Hmm, my reply indeed was slightly wrong, as you're not looking at
the incoming guest data here. But looking at the format the data
is currently in doesn't seem very reasonable either (even if maybe
it is correct). Hence, together with this ...

> But I do think !xsave_area_compressed(src) is useless. 
> There is a "ASSERT(!xsave_area_compressed(src))" follow "if ()".
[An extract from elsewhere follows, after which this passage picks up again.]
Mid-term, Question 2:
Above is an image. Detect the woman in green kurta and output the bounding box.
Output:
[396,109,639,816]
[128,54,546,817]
... I think you should use !xsave_area_compressed(src) and delete
the ASSERT().

>> > @@ -370,7 +368,7 @@ void xrstor(struct vcpu *v, uint64_t mask)
>> >                         "   .previous\n" \
>> >                         _ASM_EXTABLE(1b, 2b), \
>> >                         ".byte " pfx "0x0f,0xc7,0x1f\n", \
>> > -                       X86_FEATURE_XSAVES, \
>> > +                       X86_FEATURE_XSAVE_COMPACT, \
>> >                         ASM_OUTPUT2([mem] "+m" (*ptr), [faults] "+g" (faults)), \
>> >                         [lmask] "a" (lmask), [hmask] "d" (hmask), \
>> >                         [ptr] "D" (ptr))
>> 
>> I don't think you can stick to alternative patching here - whether
>> to use XRSTORS now depends on what state is to be restored.
>> 
> X86_FEATURE_XSAVE_COMPACT is confusing. I will change
> X86_FEATURE_XSAVE_COMPACT -> X86_FEATURE_USE_XSAVES
> Then, XRSTORS in the alternative patch can depend on 
> X86_FEATURE_USE_XSAVES. 

I don't think this is what we want. In no case is this what I have
been asking for (which also applies to the remainder of your reply).
Just to re-iterate: Code outside of the code xsave() / xrstor()
functions should not be concerned at all what specific save and
restore instructions are being used. All it needs to care about is
to know what layout the data is in, and whether compaction or
expansion is needed while transferring state from / to a guest.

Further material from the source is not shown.